There are various reasons – you need to know yours. Is it learning, promotion, job switch or money?

Knowing this is important to focus your job search correctly. Else you will be just wasting your – and the startups’ – time.

Step 1: Do your homework

  • You will likely have one shot at each startup. So prepare well. Unlike a big MNC where you can “fake it”, it’s hard to fool a startup. They check their practical knowledge and will see through any false claims.
  • Whatever is your area – tech, design, marketing or whatever – you need to actually know stuff. Bookish knowledge won’t impress the startups so make sure you have tried to implement things. If you’re an engineer – build applications and put them up on GitHub, if you’re a designer, upload your portfolio on Behance. Hope you got the drift.
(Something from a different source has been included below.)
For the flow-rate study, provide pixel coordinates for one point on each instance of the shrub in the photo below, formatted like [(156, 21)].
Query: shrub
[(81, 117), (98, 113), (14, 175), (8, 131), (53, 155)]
Step 2: Find the startups that are hiring

This part is actually the easiest. Check out CutShort or AngelList to find the startups that are hiring.

But hey – don’t apply just yet. You will need to customize your pitch to each startup if you want to hear back from them in hours, not months.

Step 3: Make personalized applications

Yes, it’s unfortunate but startups get hundreds of half-hearted, irrelevant applications every day. (As an aside – this is why we built CutShort – to deliver a more personalized experience to job seekers and employers).

So the only way you will get noticed is by customizing your approach for each startup. Here are some pointers:

  • Study their website carefully – their product, their team, investors and so on.
  • Try their products- Most products have a demo or free trials these days. Check them out and note down your observations. What did you like? What can be improved?
  • Make yourself useful – Here’s a secret – no matter how big a startup is – it’s always facing a resource crunch. Offer to help them solve a specific problem you noticed in the steps 1 and 2 above. It’s hard for them to say no – if you have already researched them and offering to be helpful.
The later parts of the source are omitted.